Chicago instrumental rock institution Tortoise’s first album of original music in five years offers “a lot of variety,” according to bassist Doug McCombs. The as-yet-untitled set is due April 21 from Thrill Jockey.
Drummer John McEntire’s “Prepare Your Coffin” has what might constitute an actual verse, chorus and bridge, but several pieces “don’t adhere to any traditional song forms.

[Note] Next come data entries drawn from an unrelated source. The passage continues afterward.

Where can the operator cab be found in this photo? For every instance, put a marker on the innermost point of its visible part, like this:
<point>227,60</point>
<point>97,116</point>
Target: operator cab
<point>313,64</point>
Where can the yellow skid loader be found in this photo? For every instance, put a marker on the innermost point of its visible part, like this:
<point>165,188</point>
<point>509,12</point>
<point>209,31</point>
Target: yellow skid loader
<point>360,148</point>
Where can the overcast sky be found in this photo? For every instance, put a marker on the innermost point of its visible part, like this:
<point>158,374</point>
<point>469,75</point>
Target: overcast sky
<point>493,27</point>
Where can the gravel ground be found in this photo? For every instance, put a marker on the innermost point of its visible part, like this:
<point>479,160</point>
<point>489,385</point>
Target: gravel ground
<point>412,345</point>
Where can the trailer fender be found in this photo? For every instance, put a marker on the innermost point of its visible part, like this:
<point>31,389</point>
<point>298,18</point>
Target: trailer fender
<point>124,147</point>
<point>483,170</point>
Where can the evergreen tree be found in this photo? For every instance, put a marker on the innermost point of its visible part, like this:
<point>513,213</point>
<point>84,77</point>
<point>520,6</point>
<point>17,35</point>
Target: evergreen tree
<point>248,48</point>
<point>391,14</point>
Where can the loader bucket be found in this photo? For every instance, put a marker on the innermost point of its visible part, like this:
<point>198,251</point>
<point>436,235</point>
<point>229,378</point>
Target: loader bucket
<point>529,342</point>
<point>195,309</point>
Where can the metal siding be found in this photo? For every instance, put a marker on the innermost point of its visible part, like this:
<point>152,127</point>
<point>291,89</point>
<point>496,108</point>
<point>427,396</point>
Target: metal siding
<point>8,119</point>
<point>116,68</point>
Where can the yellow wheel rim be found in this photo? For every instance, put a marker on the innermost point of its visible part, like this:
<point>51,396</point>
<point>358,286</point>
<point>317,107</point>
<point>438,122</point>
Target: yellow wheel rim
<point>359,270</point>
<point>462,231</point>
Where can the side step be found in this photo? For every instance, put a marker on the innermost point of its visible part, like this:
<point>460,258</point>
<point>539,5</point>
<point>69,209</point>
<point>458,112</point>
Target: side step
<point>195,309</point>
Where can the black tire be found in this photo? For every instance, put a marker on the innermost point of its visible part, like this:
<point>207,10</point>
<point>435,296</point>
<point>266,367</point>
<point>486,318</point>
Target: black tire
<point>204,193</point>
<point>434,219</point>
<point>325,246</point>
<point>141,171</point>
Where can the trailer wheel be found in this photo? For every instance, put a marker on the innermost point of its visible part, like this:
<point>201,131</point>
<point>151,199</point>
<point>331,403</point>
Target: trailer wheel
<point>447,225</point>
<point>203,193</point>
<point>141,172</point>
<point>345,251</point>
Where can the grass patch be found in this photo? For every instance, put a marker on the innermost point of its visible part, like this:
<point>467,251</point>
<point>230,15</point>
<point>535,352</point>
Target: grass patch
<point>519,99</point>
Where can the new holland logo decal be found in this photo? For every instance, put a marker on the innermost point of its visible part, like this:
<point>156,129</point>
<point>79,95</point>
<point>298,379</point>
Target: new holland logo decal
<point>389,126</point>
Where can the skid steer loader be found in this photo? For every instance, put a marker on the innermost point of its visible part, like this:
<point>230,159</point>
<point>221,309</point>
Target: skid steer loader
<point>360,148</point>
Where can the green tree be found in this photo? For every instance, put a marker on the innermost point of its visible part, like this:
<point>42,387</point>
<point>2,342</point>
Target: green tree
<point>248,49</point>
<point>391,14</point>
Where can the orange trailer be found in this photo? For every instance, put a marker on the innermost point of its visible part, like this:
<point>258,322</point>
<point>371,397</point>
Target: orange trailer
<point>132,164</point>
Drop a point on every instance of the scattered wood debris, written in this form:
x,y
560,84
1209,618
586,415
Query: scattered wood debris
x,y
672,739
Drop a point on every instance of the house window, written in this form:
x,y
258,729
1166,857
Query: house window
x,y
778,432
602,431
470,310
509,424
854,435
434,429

They move through different parts, but the lines are blurred.”
Meanwhile, the band’s trademark mallet instruments take a backseat this time to layers of synthesizers (“there might be two or three of them harmonizing, taking more melodic roles,” says McCombs) and “unconventional drumming and percussion.”
Several cuts were road-tested last summer, a “luxury” Tortoise usually never has. “Normally we’re making an album and then trying to figure out how to play it, and realizing that they’re some real problems,” says McCombs.
Early in the process, Tortoise was considering one long piece to constitute the whole album, “but that ended up not really being possible with the material we had,” McCombs says. “I think it’s something we want to put on the back-burner.”
Since the release of 2004’s “It’s All Around You,” Tortoise recorded a covers album with Will Oldham (“That made us aware of how we were dealing with melodies,” McCombs says) and toured performing its 1996 album “Millions Now Living Will Never Die” in its entirety (“It really wasn’t that fun to play something we made 12 years ago,” he admits).
The goal is to be back on the road this spring and summer. “Waiting until the fall would have made us a little antsy,” McCombs says.
Meanwhile, McCombs is working on a duo album with guitarist David Daniel, spawned from occasional shows they’d play in Chicago. “What he and I do is improvise, so it was really great and easy for us to just get gigs and not have to rehearse or anything,” he says. “To record it is a different proposition, though. It will take us awhile. We recorded way too much material, so now we have to sift through it.”